Dalam KUHP-WvS larangan penggunaan analogi adalah implikasi dari asas legalitas. Jadi dilarangnya analogi tidak disebutkan secara eksplisit, melainkan hanya penafsiran yang berkembang di dalam teori yang kemudian termanifestasi dalam praktik. Sementara itu Konsep KUHP justru menyebutkan secara eksplisit dilarangnya penggunaan analogi di dalam Ketentuan Umum Pasal 1 ayat (2) yang menyatakan “dalam menetapkan adanya tindak pidana dilarang menggunakan analogi”.

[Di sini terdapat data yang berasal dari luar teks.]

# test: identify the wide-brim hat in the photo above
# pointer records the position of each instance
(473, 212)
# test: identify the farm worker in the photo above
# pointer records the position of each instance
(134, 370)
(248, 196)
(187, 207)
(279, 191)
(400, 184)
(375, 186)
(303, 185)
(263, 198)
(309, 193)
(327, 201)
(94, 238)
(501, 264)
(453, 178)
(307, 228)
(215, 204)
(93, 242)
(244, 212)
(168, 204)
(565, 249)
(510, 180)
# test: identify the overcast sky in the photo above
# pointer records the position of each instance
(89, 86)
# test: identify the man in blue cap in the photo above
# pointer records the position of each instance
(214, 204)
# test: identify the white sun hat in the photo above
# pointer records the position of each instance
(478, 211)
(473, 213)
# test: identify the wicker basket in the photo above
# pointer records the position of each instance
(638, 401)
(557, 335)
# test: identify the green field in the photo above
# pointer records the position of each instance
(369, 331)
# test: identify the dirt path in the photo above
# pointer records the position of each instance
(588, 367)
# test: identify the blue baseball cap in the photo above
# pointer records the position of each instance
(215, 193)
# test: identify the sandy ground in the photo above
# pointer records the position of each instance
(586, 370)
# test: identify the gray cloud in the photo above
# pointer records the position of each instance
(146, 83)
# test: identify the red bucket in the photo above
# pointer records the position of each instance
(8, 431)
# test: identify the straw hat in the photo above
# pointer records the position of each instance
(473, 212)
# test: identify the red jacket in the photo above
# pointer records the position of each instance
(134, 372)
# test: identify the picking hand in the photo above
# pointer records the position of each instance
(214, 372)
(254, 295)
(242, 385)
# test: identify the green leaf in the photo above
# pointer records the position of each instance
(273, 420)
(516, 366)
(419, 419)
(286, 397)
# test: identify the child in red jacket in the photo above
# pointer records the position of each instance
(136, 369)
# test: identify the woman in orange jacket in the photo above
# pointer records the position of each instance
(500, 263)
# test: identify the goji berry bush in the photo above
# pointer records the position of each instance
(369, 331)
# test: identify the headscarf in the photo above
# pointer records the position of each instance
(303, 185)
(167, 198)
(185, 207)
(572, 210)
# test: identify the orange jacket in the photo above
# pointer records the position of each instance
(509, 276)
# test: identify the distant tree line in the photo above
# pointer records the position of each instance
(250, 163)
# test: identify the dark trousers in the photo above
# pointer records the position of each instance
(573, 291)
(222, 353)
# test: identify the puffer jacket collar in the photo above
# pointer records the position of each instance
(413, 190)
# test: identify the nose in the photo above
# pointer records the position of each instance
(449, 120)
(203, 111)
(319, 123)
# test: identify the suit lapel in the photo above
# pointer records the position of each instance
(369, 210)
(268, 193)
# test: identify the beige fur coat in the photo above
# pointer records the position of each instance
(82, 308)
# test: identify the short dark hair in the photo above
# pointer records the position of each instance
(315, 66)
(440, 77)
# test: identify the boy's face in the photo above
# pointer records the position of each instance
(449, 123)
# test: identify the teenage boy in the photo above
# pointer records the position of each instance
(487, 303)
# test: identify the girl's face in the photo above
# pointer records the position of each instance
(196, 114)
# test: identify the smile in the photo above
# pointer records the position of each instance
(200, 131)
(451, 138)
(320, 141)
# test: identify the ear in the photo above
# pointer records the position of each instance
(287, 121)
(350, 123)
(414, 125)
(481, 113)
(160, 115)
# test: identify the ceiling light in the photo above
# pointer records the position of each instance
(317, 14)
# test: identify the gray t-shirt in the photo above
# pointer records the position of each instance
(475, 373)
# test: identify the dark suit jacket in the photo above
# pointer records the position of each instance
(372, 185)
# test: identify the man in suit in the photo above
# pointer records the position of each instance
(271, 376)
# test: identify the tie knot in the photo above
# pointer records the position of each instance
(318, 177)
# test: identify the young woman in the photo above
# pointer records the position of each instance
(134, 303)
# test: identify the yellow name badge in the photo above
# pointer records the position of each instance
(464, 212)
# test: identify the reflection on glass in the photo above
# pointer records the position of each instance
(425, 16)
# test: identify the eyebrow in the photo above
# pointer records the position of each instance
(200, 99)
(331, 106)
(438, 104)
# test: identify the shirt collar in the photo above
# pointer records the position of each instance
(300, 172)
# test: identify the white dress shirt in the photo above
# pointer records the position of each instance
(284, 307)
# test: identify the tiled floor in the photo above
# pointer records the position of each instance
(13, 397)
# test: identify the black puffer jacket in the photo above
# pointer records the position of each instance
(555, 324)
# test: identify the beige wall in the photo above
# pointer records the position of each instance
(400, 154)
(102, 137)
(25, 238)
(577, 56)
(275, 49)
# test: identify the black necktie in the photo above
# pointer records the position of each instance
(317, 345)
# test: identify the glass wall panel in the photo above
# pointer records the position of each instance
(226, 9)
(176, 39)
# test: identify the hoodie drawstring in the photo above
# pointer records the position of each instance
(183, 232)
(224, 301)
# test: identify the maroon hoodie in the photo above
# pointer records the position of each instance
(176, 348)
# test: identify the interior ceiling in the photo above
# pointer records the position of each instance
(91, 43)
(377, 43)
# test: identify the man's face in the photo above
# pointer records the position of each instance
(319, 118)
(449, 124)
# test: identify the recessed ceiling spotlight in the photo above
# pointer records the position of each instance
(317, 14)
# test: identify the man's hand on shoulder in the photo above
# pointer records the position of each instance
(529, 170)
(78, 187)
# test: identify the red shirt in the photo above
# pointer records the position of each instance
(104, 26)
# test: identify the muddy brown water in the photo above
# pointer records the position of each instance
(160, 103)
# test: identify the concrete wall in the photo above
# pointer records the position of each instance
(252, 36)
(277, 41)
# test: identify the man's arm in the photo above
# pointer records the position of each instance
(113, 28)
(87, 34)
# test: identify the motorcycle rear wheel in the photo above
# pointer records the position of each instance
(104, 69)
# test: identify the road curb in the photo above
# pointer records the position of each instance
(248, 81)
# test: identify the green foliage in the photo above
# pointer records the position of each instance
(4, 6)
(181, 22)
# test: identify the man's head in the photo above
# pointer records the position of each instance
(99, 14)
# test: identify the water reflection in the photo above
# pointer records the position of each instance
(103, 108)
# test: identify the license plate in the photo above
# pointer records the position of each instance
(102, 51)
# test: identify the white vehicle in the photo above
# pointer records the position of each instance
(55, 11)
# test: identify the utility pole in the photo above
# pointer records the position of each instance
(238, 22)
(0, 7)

Namun Konsep juga memperluas perumusan asas legalitas secara materiel dengan menegaskan bahwa ketentuan dalam Pasal 1 ayat (1) tidak mengurangi berlakunya ‘hukum yang hidup dalam masyarakat’ yang menentukan bahwa seseorang patut dipidana walaupun perbuatan tersebut tidak diatur dalam peraturan perundang-undangan. Jadi dalam hal ini Konsep mengakui adanya delik adat apabila delik itu tidak ada bandingannya atau tidak diatur dalam undang-undang. Walaupun Konsep memberi tempat kepada hukum yang hidup sebagai sumber hukum, namun Konsep juga memberi batas-batas berlakunya hukum yang hidup itu, yaitu sepanjang hukum yang hidup dalam masyarakat itu sesuai dengan nilai-nilai Pancasila, UUD 1945, hak asasi manusia, dan prinsipprinsip hukum umum yang diakui oleh masyarakat bangsa-bangsa. Jadi rumusan asas legalitas dalam KUHP WvS yang berlaku saat ini hanya mengarah kepada asas legalitas formil. Asas legalitas formil maksudnya adalah segala sesuatu yang secara formal menimbulkan kaidah normatif untuk menuntut suatu perbuatan. Dalam hal ini, sumber hukum pidana hanya undang-undang pidana dan perundang-undangan pidana lainnya. Namun dalam perkembangan di dalam Konsep KUHP Baru terdapat perubahan formulasi, yaitu di samping mengakui adanya asas legalitas formil juga diakui adanya asas legalitas materiel. Asas legalitas formil artinya asas legalitas yang berdasarkan hukum tertulis atau undangundang, sedangkan asas legalitas materiel adalah asas legalitas yang memberikan tempat kepada hukum tidak tertulis atau hukum yang hidup dan berlaku di masyarakat. Konsekuensi dianutnya asas legalitas materiel ini adalah bahwa hakim dimungkinkan untuk memutus suatu perkara berdasarkan hukum yang hidup dalam masyarakat.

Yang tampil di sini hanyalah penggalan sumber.